However, there are a few questions one must ask. What if I don’t really like my coworkers that much? And, what if I want to donate to my favorite charity myself?
According to the article, rewarding employees with money to be used as they choose, is actually detrimental to morale and productivity for the following reasons:
1. Monetary rewards decrease motivation and interest for the job.
Are you less motivated when your boss gives you extra money? Do you lose interest in your job when you are rewarded?
2. Monetary rewards impair performance.
It is assumed that employees focus too much on extra cash if you reward them with money and thus, they are unable to perform effectively.
3. Other employees get jealous.
Well, unfortunately everyone can’t win in life. Rewarding successful employees with certificates to charity or options to give other coworkers gifts, is not going to eliminate the jealousy and anxiety of under-performing employees.

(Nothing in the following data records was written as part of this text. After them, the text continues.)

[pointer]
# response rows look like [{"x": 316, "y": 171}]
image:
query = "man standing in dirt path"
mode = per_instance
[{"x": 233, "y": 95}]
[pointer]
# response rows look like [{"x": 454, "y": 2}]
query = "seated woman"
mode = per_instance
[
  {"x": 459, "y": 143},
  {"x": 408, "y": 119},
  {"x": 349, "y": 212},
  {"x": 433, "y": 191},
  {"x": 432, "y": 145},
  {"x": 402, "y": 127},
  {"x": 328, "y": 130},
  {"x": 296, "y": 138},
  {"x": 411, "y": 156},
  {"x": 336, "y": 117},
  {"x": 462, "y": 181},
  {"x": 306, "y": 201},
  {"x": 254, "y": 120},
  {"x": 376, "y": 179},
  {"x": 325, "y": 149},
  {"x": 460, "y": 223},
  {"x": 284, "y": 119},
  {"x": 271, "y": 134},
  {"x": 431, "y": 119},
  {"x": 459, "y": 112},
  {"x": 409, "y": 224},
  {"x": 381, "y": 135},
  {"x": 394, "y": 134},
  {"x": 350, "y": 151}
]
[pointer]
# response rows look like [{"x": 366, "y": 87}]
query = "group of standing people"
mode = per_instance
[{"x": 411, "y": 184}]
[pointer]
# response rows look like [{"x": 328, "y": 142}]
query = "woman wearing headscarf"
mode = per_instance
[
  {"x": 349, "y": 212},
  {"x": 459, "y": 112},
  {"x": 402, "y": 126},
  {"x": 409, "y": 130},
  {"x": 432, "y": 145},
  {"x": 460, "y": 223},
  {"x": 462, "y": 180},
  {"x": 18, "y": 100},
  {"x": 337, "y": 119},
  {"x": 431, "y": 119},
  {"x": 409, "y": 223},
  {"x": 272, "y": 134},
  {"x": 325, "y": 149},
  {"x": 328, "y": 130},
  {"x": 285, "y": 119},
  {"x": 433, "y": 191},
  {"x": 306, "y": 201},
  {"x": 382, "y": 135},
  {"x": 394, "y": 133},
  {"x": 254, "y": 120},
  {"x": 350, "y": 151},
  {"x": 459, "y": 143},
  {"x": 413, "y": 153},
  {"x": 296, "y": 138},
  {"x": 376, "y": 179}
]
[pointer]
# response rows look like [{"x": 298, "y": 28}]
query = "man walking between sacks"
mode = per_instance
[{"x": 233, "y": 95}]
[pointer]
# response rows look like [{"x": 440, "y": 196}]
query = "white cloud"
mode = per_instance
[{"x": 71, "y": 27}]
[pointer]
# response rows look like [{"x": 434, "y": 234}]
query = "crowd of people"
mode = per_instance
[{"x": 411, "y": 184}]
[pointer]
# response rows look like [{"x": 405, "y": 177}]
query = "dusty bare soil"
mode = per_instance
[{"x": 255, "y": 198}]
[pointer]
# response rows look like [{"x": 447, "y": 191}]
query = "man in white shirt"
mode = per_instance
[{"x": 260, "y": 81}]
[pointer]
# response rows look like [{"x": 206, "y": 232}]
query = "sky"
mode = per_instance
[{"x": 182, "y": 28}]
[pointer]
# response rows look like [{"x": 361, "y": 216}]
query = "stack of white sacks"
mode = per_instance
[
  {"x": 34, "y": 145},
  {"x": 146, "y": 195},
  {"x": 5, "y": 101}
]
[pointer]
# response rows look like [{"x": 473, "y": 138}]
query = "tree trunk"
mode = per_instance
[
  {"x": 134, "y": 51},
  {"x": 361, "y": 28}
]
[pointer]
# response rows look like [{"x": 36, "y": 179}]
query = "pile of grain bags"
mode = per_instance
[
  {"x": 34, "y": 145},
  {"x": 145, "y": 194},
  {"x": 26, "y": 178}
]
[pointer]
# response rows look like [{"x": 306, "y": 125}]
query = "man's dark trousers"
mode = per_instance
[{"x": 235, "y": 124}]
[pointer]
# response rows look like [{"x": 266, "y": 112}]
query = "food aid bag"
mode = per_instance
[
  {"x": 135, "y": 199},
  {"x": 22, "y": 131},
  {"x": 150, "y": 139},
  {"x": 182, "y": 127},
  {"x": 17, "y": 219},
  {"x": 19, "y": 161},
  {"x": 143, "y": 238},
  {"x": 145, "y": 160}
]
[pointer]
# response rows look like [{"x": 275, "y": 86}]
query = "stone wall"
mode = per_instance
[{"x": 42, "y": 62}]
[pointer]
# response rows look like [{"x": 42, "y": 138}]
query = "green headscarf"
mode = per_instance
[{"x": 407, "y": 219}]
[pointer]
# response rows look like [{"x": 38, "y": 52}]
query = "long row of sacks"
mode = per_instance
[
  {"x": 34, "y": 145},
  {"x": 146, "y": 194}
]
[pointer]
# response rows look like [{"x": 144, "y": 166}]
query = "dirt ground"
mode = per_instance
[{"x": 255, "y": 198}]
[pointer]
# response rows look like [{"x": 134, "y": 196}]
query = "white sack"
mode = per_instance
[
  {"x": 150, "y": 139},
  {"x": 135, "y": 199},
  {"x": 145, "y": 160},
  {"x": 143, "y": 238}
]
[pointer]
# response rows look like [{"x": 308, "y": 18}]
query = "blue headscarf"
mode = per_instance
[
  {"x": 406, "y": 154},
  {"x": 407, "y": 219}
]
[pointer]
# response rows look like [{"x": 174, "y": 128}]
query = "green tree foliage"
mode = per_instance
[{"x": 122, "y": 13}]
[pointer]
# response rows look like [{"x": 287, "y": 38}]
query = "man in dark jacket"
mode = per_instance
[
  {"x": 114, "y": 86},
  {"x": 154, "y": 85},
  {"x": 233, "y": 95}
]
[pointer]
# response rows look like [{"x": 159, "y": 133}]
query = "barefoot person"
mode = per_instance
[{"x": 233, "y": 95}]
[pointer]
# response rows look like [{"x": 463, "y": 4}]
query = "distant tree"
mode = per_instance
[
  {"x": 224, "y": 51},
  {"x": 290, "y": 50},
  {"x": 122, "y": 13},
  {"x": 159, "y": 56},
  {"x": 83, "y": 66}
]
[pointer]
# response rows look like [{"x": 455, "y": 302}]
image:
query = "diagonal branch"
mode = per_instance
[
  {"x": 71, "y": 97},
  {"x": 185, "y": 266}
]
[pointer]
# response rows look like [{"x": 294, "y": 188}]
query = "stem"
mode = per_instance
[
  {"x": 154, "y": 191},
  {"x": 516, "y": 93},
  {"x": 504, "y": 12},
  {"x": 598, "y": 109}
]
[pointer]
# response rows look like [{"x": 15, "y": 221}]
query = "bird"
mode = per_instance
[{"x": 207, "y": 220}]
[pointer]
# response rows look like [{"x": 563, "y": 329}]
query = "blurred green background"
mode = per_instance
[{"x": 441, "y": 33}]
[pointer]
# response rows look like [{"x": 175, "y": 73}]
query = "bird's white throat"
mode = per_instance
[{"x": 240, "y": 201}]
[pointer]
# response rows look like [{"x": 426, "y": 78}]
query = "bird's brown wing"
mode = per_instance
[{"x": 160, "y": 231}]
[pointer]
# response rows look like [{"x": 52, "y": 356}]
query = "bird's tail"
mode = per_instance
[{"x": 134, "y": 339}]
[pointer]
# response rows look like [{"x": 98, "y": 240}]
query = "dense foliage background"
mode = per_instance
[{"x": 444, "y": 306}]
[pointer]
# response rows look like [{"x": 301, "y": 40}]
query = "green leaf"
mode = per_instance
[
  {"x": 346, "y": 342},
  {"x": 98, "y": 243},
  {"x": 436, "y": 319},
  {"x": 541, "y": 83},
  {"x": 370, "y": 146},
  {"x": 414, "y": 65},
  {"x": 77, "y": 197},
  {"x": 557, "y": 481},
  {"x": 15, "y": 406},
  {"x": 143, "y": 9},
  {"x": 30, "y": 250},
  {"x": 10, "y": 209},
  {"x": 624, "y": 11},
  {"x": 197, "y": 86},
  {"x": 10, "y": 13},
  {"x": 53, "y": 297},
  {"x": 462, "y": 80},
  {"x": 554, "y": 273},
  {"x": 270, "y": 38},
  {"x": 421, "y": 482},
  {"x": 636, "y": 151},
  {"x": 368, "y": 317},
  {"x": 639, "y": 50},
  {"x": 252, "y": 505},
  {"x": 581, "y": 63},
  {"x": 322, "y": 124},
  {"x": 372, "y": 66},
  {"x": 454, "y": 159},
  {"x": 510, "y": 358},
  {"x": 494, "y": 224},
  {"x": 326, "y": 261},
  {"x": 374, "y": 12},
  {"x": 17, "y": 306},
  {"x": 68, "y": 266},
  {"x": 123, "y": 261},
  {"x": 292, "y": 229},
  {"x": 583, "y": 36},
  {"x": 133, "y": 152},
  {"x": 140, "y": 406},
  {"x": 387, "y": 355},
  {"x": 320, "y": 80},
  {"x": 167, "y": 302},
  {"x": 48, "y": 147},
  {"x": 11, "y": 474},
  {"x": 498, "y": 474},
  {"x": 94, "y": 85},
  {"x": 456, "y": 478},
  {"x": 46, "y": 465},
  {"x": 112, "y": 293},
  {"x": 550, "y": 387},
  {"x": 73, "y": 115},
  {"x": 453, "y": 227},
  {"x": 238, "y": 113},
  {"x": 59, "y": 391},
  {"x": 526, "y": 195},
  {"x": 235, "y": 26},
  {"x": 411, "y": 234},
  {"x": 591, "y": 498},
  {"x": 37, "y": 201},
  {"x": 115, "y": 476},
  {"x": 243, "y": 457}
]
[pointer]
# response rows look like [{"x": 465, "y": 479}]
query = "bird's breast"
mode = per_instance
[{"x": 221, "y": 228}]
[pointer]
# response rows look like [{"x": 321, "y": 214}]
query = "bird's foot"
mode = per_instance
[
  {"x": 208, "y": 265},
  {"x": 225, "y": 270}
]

In the end, any bonus is better than no bonus. However, it’s difficult to believe that, while we all want to participate in acts of goodwill, most of us would opt for this new type of bonus. Personally, I’d prefer the ability to choose how I spend my bonus.
Tell Us What You Think
Would you prefer a bonus designated for coworker gifts or charitable donations? Or, would you prefer a bonus you can spend however you choose? We want to hear from you! Leave a comment or join the discussion on Twitter.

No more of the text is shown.